Foto: Getty Images/iStockphoto/SteveCollender |
Ketika para ilmuwan mencari penyebab gempa Bumi, pencarian mereka sering kali dimulai dari bawah tanah. Sebagaimana telah dijelaskan oleh studi seismik selama berabad-abad, tumbukan lempeng tektonik dan pergerakan patahan dan retakan di bawah permukaanlah yang memicu gempa Bumi.
Namun para ilmuwan Massachusetts Institute of Technology (MIT) kini menemukan bahwa peristiwa cuaca tertentu mungkin juga berperan dalam memicu beberapa gempa. Dalam sebuah penelitian yang diterbitkan di Science Advances, para peneliti melaporkan bahwa salju dan hujan lebat kemungkinan besar berkontribusi terhadap serangkaian gempa selama beberapa tahun terakhir di Jepang bagian utara. Studi ini adalah yang pertama menunjukkan bahwa kondisi iklim dapat memicu terjadinya gempa.
"Kami melihat bahwa hujan salju dan beban lingkungan lainnya di permukaan, berdampak pada kondisi tekanan di bawah tanah, dan waktu terjadinya curah hujan yang intens berkorelasi baik dengan dimulainya gelombang gempa ini," kata penulis studi William Frank, asisten profesor di Departemen Ilmu Bumi, Atmosfer dan Planet MIT, dikutip dari situs resmi MIT.

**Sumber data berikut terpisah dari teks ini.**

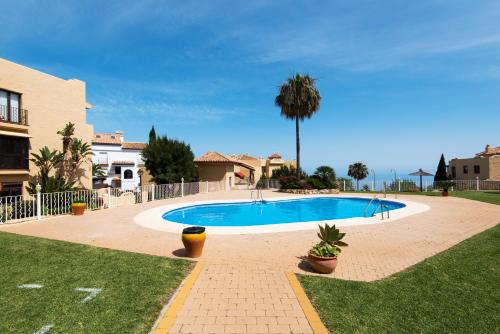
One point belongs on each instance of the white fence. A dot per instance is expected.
(408, 185)
(41, 205)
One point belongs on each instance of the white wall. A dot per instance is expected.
(111, 153)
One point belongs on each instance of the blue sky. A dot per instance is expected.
(401, 82)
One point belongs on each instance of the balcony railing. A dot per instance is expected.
(13, 115)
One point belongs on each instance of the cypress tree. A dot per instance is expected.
(441, 170)
(152, 135)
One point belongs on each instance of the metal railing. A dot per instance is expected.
(42, 205)
(13, 115)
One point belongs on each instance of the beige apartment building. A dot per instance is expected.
(33, 107)
(238, 170)
(484, 166)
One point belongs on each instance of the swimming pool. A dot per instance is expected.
(275, 212)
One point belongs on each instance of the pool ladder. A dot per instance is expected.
(258, 196)
(380, 205)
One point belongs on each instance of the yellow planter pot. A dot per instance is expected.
(193, 239)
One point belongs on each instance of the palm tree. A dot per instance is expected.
(327, 175)
(358, 171)
(298, 99)
(79, 151)
(97, 170)
(67, 133)
(45, 160)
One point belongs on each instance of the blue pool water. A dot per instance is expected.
(275, 212)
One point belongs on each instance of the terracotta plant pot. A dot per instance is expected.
(193, 239)
(322, 265)
(78, 208)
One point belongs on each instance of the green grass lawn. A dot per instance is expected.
(456, 291)
(488, 196)
(134, 287)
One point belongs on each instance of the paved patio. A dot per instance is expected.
(243, 288)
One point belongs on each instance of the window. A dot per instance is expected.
(9, 106)
(11, 189)
(14, 152)
(128, 174)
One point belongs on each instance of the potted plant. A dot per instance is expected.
(446, 185)
(78, 207)
(193, 238)
(323, 255)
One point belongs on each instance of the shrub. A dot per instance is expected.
(348, 184)
(315, 183)
(290, 182)
(331, 242)
(326, 176)
(285, 171)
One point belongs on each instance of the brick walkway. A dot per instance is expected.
(241, 298)
(243, 288)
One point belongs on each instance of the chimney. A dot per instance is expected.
(120, 134)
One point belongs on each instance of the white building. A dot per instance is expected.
(119, 160)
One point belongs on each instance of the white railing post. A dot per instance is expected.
(38, 201)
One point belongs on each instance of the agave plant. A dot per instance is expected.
(331, 241)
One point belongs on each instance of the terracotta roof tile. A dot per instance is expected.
(489, 151)
(275, 156)
(123, 162)
(214, 157)
(107, 138)
(133, 146)
(245, 157)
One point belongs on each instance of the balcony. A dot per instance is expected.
(13, 115)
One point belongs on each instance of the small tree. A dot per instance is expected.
(97, 170)
(298, 99)
(358, 171)
(46, 161)
(169, 160)
(326, 175)
(283, 171)
(348, 183)
(441, 174)
(152, 135)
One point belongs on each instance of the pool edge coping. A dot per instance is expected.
(153, 218)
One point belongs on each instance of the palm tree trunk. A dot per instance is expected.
(297, 137)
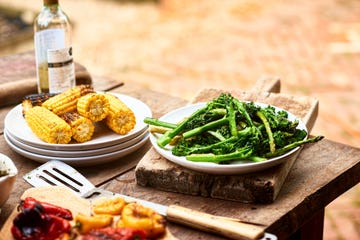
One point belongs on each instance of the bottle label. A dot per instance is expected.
(48, 39)
(61, 70)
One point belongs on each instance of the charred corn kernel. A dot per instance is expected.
(48, 126)
(32, 100)
(85, 223)
(94, 106)
(81, 127)
(121, 119)
(66, 101)
(112, 206)
(137, 216)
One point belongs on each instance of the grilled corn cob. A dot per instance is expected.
(94, 106)
(121, 119)
(47, 125)
(34, 100)
(82, 128)
(66, 101)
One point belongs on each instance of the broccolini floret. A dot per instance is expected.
(227, 129)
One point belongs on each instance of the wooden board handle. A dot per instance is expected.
(211, 223)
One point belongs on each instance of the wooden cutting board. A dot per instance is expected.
(60, 196)
(260, 187)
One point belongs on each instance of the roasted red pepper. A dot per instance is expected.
(48, 208)
(33, 224)
(115, 233)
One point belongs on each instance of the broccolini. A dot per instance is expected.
(227, 129)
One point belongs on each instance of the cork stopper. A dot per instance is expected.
(51, 2)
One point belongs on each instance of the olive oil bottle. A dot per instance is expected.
(53, 49)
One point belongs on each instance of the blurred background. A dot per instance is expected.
(181, 46)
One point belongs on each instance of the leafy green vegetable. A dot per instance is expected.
(227, 129)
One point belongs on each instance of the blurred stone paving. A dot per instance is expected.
(179, 47)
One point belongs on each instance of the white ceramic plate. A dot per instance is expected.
(79, 161)
(238, 167)
(103, 137)
(81, 153)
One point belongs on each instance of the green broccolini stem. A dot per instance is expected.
(159, 123)
(293, 145)
(268, 130)
(203, 128)
(244, 153)
(166, 137)
(231, 118)
(241, 107)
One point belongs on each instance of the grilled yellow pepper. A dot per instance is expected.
(85, 223)
(137, 216)
(112, 206)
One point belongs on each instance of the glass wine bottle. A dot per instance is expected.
(53, 49)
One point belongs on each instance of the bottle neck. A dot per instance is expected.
(51, 2)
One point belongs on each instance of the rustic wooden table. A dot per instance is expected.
(322, 172)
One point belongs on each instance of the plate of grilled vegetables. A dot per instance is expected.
(228, 136)
(78, 124)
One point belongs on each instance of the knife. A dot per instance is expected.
(57, 173)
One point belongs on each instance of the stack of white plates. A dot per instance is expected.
(104, 146)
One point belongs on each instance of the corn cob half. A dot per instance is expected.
(94, 106)
(82, 128)
(48, 126)
(32, 100)
(66, 101)
(121, 119)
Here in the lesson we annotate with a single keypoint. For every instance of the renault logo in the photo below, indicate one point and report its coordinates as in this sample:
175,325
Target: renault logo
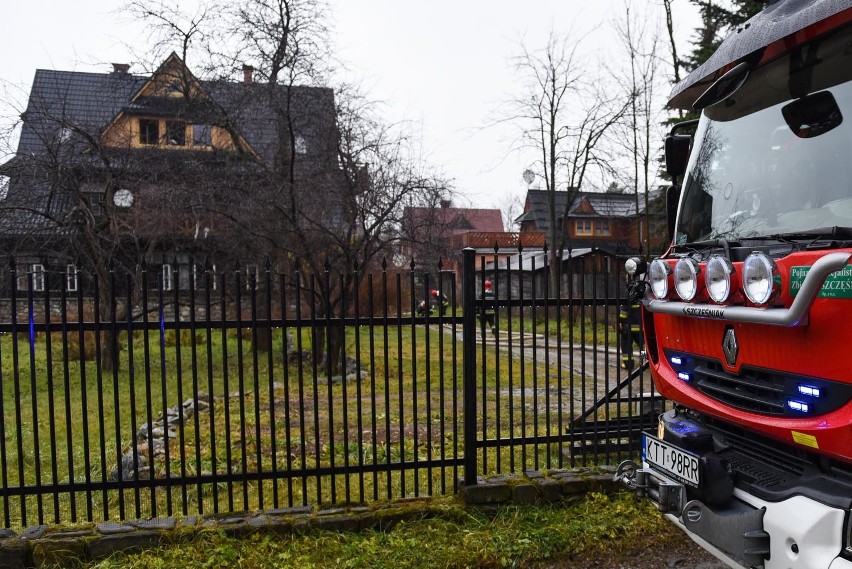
730,346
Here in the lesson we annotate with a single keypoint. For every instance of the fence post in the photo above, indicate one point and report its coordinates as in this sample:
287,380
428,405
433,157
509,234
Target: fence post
469,362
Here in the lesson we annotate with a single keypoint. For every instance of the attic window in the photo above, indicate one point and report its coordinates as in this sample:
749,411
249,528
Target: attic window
201,135
301,146
149,131
176,133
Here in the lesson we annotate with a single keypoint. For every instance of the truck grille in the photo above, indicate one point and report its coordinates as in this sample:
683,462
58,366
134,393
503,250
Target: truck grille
759,390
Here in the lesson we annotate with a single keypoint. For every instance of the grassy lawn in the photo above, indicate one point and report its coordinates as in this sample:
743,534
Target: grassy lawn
269,412
450,536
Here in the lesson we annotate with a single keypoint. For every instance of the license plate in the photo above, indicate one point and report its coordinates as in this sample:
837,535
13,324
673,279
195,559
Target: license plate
664,456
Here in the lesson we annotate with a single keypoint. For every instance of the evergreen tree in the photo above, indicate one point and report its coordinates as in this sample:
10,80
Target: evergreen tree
717,21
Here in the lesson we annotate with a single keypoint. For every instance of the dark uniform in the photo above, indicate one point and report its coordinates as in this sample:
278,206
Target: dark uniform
629,332
488,310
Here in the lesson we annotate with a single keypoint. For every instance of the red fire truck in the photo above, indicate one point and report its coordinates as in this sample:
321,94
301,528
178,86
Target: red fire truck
748,316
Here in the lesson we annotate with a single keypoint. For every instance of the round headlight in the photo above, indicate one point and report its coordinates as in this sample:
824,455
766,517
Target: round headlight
634,265
686,278
758,277
717,278
658,276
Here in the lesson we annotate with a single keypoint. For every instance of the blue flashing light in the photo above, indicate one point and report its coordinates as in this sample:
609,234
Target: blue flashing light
810,390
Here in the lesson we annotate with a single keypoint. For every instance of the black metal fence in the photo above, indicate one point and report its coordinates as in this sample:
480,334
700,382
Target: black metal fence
252,390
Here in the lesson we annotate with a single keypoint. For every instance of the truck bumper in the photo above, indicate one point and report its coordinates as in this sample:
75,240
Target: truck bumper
795,533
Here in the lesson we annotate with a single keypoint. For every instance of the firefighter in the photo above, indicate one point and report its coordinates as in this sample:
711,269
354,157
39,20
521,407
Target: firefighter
488,310
629,332
439,303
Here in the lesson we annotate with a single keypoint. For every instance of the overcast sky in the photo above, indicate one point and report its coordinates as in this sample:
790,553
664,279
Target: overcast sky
444,64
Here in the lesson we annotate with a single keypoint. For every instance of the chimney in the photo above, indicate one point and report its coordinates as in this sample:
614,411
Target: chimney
248,72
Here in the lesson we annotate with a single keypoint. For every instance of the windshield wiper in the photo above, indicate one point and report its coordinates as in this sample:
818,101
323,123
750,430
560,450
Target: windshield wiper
817,238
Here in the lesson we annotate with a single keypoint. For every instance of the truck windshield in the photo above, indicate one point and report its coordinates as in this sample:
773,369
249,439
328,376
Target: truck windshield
752,174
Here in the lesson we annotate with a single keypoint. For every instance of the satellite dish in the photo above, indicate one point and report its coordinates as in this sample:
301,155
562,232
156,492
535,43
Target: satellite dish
122,198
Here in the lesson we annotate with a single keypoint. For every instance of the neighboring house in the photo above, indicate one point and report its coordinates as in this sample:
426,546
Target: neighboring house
586,272
595,219
157,169
437,234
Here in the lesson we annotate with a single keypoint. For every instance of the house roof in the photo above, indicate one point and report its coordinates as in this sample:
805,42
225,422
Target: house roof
537,260
89,102
455,220
583,204
69,111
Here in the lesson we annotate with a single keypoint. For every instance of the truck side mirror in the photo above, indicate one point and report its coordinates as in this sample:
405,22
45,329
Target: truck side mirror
677,154
672,198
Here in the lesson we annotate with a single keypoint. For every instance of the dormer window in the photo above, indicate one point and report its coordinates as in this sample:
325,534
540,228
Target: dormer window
176,133
301,146
149,131
202,135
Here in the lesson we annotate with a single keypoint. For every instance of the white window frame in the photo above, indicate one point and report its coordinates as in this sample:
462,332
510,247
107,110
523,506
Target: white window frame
71,281
587,227
39,277
168,277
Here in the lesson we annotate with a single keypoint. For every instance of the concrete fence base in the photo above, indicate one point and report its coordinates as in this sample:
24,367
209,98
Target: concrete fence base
47,546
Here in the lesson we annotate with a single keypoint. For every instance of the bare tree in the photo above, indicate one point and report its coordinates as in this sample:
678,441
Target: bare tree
640,43
333,189
564,115
71,187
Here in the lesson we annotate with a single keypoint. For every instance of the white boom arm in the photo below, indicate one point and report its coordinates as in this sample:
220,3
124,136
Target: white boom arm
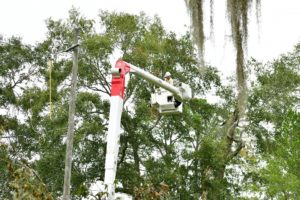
181,93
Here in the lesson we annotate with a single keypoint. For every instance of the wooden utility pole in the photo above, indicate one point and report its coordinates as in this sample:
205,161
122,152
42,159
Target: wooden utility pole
72,106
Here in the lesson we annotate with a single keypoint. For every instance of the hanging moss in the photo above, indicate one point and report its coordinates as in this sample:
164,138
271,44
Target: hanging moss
195,8
237,14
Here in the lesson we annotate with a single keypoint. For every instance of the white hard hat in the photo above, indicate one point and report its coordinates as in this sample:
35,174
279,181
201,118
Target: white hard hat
167,74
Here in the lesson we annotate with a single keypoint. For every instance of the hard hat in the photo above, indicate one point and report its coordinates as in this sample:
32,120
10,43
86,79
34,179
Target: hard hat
167,74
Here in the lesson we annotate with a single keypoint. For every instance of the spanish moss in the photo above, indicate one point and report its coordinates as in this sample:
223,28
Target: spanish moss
195,8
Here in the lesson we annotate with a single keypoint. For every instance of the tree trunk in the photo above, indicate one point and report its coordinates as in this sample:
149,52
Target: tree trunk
70,135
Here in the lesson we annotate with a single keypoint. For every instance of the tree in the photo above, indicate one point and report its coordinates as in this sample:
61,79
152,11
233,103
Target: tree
237,12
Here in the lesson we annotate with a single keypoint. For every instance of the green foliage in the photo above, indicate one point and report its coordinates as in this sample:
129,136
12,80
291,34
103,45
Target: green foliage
185,156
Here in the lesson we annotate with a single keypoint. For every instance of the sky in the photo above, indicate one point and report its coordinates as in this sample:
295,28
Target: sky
277,33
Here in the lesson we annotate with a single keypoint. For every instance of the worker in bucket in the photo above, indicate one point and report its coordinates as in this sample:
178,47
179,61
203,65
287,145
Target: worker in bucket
168,78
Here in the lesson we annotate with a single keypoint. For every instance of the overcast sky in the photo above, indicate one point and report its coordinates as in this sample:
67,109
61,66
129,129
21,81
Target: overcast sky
279,30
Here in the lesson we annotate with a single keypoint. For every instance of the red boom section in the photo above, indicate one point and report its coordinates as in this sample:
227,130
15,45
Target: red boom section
118,82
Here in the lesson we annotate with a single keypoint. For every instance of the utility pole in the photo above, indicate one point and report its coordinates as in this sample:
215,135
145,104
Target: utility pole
70,135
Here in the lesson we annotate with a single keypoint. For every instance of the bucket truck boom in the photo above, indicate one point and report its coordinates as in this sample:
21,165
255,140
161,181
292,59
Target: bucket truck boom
181,94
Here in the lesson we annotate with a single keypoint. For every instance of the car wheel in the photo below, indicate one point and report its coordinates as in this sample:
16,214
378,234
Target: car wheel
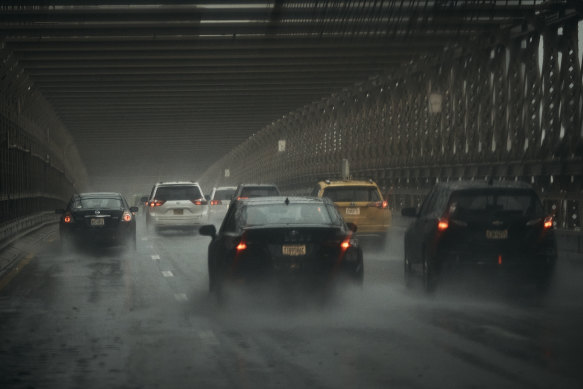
132,243
65,243
219,291
428,275
408,273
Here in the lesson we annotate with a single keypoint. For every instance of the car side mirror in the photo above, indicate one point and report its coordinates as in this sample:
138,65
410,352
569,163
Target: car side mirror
208,230
351,226
409,212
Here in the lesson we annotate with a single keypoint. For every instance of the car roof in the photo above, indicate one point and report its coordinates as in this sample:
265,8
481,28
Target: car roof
268,200
176,183
99,194
258,185
329,183
468,185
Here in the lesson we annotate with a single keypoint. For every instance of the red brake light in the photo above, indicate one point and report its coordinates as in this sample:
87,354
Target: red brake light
345,245
442,225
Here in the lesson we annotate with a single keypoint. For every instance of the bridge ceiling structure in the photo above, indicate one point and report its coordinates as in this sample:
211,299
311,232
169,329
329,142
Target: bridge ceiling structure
163,89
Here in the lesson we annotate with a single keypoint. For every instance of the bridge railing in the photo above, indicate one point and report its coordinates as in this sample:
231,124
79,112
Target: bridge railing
507,109
39,164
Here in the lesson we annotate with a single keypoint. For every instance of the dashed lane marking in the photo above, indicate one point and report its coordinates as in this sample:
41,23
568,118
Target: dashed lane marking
14,272
180,297
208,337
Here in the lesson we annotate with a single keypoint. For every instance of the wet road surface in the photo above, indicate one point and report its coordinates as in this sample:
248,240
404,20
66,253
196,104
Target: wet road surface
115,319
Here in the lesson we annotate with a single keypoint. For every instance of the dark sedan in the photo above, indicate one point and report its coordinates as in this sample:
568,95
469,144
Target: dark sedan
496,228
293,241
101,218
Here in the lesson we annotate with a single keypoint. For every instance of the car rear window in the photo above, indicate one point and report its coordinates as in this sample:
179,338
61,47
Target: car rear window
297,214
352,193
480,205
101,203
177,192
223,194
259,191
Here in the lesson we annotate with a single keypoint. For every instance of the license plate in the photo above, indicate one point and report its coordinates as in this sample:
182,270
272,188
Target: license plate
496,234
353,211
294,250
97,222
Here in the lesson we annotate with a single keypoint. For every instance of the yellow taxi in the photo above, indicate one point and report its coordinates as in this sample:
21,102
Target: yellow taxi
359,202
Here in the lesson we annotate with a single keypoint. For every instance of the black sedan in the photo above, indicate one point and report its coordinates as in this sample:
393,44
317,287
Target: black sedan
496,229
100,218
290,241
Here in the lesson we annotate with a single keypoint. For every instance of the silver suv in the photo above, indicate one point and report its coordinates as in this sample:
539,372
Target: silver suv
178,204
219,201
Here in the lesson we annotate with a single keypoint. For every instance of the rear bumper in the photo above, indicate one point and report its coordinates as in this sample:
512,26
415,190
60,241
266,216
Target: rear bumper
530,266
177,221
110,236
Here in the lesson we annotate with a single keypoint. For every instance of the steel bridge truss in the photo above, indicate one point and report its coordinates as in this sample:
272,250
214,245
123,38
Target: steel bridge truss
510,109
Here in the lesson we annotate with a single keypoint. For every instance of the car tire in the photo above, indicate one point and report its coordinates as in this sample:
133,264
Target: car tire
65,243
428,276
132,244
408,275
219,291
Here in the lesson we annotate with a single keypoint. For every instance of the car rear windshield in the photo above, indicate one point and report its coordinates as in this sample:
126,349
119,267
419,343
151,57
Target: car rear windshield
296,214
352,193
98,203
259,191
480,205
223,194
177,192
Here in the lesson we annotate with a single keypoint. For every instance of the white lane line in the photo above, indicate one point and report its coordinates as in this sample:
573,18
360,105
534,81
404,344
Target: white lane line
180,297
208,337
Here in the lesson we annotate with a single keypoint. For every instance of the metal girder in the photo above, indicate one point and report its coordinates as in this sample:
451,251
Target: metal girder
185,74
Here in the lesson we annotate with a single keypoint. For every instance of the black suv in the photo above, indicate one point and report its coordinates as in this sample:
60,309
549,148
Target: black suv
246,191
499,227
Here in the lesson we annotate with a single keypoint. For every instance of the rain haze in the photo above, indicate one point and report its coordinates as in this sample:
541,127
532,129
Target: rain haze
291,194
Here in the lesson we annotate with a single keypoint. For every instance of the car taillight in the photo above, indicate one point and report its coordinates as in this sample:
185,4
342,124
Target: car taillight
442,224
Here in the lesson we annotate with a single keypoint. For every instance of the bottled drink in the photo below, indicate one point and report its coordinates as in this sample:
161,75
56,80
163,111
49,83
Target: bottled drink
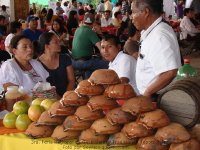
186,71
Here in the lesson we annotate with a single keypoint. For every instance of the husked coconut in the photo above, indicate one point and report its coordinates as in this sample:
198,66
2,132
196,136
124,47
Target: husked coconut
86,88
150,143
154,119
39,131
61,135
71,123
192,144
104,76
100,103
45,119
137,105
71,98
120,91
58,110
102,126
83,113
90,137
120,139
117,116
173,133
134,130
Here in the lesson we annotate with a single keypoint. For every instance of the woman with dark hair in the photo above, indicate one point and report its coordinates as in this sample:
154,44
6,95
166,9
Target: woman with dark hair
49,18
58,29
15,29
131,46
22,70
58,65
72,21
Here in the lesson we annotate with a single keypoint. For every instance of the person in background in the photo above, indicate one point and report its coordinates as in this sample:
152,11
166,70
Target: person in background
2,27
32,32
100,8
159,55
118,19
4,13
131,46
106,20
49,19
61,33
118,7
59,66
179,9
15,29
22,70
123,64
190,31
83,48
72,21
107,5
42,18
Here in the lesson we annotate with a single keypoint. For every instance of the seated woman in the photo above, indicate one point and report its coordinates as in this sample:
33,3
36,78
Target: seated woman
58,65
22,70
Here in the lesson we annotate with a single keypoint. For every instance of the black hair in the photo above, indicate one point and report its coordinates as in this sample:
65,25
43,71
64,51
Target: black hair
3,7
131,29
44,11
2,17
14,26
49,15
44,39
156,6
186,11
60,22
81,12
111,37
15,40
117,13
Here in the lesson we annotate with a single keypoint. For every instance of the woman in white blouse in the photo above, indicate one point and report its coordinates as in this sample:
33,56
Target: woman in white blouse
22,70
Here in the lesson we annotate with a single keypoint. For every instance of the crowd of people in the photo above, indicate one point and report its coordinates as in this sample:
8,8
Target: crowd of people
143,49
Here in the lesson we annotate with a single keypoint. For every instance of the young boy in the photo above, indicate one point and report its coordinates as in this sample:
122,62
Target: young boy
123,64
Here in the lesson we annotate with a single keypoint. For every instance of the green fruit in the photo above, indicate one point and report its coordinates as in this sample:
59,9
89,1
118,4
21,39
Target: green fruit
9,120
34,112
20,107
37,101
22,122
46,103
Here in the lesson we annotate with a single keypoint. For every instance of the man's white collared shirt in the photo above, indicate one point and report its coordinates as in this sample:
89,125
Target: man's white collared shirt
159,53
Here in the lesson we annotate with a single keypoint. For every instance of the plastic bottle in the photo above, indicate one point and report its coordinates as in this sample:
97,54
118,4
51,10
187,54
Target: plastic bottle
12,95
186,70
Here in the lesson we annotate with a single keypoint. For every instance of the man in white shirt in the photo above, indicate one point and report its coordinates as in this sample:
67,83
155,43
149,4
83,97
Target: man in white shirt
106,20
123,64
107,5
159,55
186,25
168,8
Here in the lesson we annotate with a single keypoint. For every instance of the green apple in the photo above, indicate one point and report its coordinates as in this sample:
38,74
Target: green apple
37,101
22,122
46,103
34,112
20,107
9,120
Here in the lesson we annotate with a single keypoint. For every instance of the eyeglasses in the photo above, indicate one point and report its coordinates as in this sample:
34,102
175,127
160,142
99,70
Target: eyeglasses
34,76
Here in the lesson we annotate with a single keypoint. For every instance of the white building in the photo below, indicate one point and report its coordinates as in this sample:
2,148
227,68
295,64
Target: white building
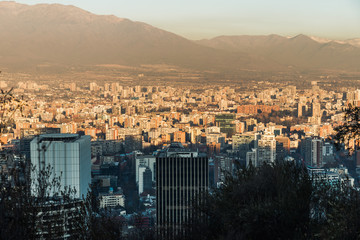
67,156
266,148
112,199
147,161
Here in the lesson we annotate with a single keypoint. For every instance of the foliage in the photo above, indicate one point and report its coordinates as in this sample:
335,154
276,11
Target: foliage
9,105
277,201
348,132
270,202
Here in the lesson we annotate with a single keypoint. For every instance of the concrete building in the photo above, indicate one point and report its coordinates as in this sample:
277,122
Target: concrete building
181,175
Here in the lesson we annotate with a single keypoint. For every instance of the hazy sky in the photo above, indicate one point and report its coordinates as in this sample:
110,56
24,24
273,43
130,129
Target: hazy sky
196,19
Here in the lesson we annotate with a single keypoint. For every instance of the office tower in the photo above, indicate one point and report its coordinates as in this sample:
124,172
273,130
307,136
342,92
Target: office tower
242,143
145,179
316,112
147,161
67,155
226,122
312,151
266,148
181,175
28,134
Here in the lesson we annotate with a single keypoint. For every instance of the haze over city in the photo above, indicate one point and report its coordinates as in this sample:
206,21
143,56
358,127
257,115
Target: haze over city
157,120
332,19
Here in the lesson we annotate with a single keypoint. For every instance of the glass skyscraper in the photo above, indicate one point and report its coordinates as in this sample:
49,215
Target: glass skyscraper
64,156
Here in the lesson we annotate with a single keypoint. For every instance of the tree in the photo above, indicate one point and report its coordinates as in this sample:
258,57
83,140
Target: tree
348,134
269,202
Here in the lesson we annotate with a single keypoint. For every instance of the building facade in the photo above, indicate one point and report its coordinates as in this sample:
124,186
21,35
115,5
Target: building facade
181,176
64,156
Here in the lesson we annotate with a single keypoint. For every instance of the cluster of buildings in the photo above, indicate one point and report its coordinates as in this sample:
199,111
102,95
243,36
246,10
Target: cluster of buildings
138,145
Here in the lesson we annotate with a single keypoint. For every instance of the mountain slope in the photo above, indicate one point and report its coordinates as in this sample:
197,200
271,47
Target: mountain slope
58,34
300,51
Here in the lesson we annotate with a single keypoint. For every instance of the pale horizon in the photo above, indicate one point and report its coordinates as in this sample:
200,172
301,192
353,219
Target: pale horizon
331,19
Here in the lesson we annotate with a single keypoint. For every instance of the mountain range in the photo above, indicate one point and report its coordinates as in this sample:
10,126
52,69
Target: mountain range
41,35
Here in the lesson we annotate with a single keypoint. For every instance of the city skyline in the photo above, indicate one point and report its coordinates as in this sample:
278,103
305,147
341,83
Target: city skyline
333,19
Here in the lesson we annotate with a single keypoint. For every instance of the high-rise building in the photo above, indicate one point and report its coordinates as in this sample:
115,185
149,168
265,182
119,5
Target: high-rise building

"Jadi, iklim jelas berdampak pada respons Bumi yang padat, dan salah satu dampaknya adalah gempa Bumi," imbuhnya.
Studi baru ini berfokus pada serangkaian gempa yang sedang berlangsung di Semenanjung Noto, Jepang. Tim peneliti menemukan bahwa aktivitas seismik di wilayah tersebut secara mengejutkan disinkronkan dengan perubahan tertentu pada tekanan bawah tanah, dan perubahan tersebut dipengaruhi oleh pola musiman salju dan curah hujan.
Para ilmuwan menduga bahwa hubungan baru antara gempa dan iklim ini mungkin tidak hanya terjadi di Jepang dan dapat berperan dalam mengguncang wilayah lain di dunia. Melihat ke masa depan, mereka memperkirakan bahwa pengaruh iklim terhadap gempa akan lebih besar seiring dengan pemanasan global.
"Jika kita menghadapi iklim yang berubah, dengan curah hujan yang lebih ekstrem, dan kita memperkirakan adanya redistribusi air di atmosfer, lautan, dan benua, hal itu akan mengubah cara pemuatan kerak Bumi," tambah Frank.
"Hal ini pasti akan berdampak, dan ini merupakan hubungan yang dapat kita eksplorasi lebih jauh," jelasnya.
Penulis utama studi ini adalah mantan rekan peneliti MIT Qing-Yu Wang (sekarang di University of Grenoble Alpes), dan termasuk postdoc EAPS Xin Cui, Yang Lu dari University of Wina, Takashi Hirose dari University of Tohoku, dan Kazushige Obara dari University of Tokyo.
Kecepatan seismik
Sejak akhir tahun 2020, ratusan gempa kecil telah mengguncang Semenanjung Noto di Jepang, wilayah ini berupa sebidang tanah yang melengkung ke utara dari pulau utama negara itu hingga Laut Jepang. Berbeda dengan rangkaian gempa pada umumnya, yang dimulai sebagai guncangan utama yang kemudian digantikan oleh serangkaian gempa susulan sebelum akhirnya mereda, aktivitas seismik Noto merupakan 'gerombolan gempa' sebuah pola gempa yang berulang dan terus-menerus tanpa guncangan utama atau pemicu seismik yang jelas.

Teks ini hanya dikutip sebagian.